They said they couldn't do it! They said the Sabres' chances of making the playoffs were pretty much zilch. And ... well, OK, it's still a pretty unlikely outcome. But if you were a believer heading into Monday night, you received a thrilling gift courtesy of the NHL's most charming underdogs.
First, a quick refresher on how the playoffs looked before the Sabres took the ice against the Rangers. Six spots in the East were claimed, and the Panthers, Islanders, and Penguins—all with 80 games played—sat in 7-8-9 with 91, 91, and 90 points. Buffalo was the only other team mathematically still alive, a long shot with 78 games played and 85 points.
Pittsburgh was idle, but the other two important games went pretty solidly in the Sabres' favor. The Islanders should have had a chill evening against a Capitals team that had seemingly hung it up, but then they snoozed and losed. The Panthers, in a tougher matchup versus the Leafs, secured one point but lost the second when John Tavares squeezed out a breakaway goal in overtime.

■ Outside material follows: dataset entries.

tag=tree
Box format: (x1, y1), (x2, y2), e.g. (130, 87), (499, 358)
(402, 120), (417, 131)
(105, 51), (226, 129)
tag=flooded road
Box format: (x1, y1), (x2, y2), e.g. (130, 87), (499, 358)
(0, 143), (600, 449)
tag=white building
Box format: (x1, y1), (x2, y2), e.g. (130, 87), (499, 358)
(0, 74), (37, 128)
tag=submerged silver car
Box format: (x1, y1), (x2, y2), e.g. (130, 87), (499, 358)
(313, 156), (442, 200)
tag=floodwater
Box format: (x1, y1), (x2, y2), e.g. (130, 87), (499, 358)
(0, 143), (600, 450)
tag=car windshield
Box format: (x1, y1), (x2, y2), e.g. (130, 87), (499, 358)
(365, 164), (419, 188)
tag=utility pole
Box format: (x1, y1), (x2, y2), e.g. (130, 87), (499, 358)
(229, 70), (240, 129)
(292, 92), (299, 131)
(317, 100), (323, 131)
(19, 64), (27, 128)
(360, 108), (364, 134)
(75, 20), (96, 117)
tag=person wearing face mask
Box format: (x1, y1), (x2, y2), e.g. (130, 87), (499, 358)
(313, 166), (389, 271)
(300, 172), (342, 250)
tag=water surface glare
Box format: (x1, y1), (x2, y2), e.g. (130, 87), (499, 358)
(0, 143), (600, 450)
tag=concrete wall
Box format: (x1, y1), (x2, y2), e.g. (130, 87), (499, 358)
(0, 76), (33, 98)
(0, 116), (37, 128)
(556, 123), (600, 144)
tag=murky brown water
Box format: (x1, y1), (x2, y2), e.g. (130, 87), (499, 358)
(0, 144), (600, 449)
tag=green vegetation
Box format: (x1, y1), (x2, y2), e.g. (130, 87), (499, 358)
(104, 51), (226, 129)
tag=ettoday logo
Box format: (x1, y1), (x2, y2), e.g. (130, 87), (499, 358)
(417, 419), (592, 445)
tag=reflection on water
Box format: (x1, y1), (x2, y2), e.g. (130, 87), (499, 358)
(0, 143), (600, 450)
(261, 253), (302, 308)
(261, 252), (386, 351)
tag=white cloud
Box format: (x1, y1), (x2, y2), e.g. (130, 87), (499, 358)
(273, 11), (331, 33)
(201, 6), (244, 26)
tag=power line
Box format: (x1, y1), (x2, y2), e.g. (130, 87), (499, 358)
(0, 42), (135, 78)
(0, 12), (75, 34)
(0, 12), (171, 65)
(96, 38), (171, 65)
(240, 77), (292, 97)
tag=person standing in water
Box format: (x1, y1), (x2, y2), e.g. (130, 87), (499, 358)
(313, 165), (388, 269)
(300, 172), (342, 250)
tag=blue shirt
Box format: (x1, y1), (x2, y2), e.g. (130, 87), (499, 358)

But none of that would even matter to Buffalo if not for what went down at Madison Square Garden, where the Rangers came in with an outside shot at the top spot in the Metro division. The goalie they brought, Igor Shesterkin, loomed large over Sabres starter Devon Levi, whose college dominance and commercial-break Qui-Gon meditation quirk could not change that fact that he was making just his fifth career start.
The star-studded Ranger lineup, however, didn't do much to test Levi early, and his teammates helped him out with a goal before the first intermission, when a backhand pass by Jack Quinn on the red line opened up John-Jason Peterka for a tap-in. Artemi Panarin took control in the second period, tying things with a shot on a power-play fast break and then finishing from the same spot 10 minutes later on a humongous one-timer. It stayed 2-1 at the second break, though, thanks to Levi standing tall in the face of some revitalized Rangers aggression. (Igor wasn't half-bad himself, either.)
Eight minutes into the third, Buffalo's hard work paid off. As the Rangers clumsily moved the puck in their own zone, Alex Tuch made a predatory move to force a turnover. Tuch's shot from close range was stopped, but Casey Mittelstadt was right there to knock the rebound through. Put this clip in the International Museum Of Forechecking:
“We kept battling and battling and found a way to win," Mittelstadt said after the game. ”We're just going to keep playing hard, stick together and keep going."
You're goddamn right! But their work wasn't done yet. Nobody scored for the rest of the third, and even with a Sabres power play in OT the game remained deadlocked. That brought things to a shootout that seemed to clearly favor New York. Even in a vacuum, the goalie matchup looked intimidating, but Levi also had to contend with an all-star trio of shooters: Patrick Kane, with 451 career goals; Mika Zibanejad, with 39 on the year; and Panarin, who'd already beat him twice.
Levi stopped all of them. Shesterkin stopped his three, too. Then Owen Power, the brilliant young D-man who'd never been in an NHL shootout before, burned Igor to score, and Vlad Tarasenko beat Levi to keep New York alive. Mittelstadt converted with a pretty move to his backhand in the top of the fifth. And then Kaapo Kakko, the 22-year-old Finnish winger who's yet to meet expectations in the Big Apple, couldn't properly navigate Levi's big stick and ended the game with his miss.
Goalie is the spot where the Sabres have been least secure all year, but in his five starts since arriving from Northeastern, the 21-year-old Levi is 4-1, and in all but a chaotic 7-6 victory over the Red Wings, he's given his skaters a reasonable number to hit. Whatever happens next, he's enjoying a pretty sweet start to his career.
“I’m having a blast," Levi said in the postgame. "I just have fun and try to stop pucks. The guys are awesome. I just did my job and came out with the win."
It's too bad that the schedule probably won't let him play more than one more game—at least in the regular season. The Sabres finish out their year with the second half of this Hudson River back-to-back on Tuesday against the Devils, then another two-parter on Thursday and Friday facing the Sens and Jackets. It's likely too much to ask Levi to handle that load, and so the Sabres will have to dip into their bag of shakier goalies (there are three) to see this through.
It'd be delusional to say the Sabres look playoff-bound. Winning their two games in hand wouldn't even be enough to vault them into eighth if Pittsburgh can beat a broken Chicago tonight, and the Islanders should (should!) have two more points coming their way if they can just beat the Canadiens at home in their last game on Wednesday. But this is the latest that the Sabres have played meaningful hockey in a long, long time, and a clutch win at MSG kept their hope alive for at least a little longer. I'm pulling for them to see this miracle through.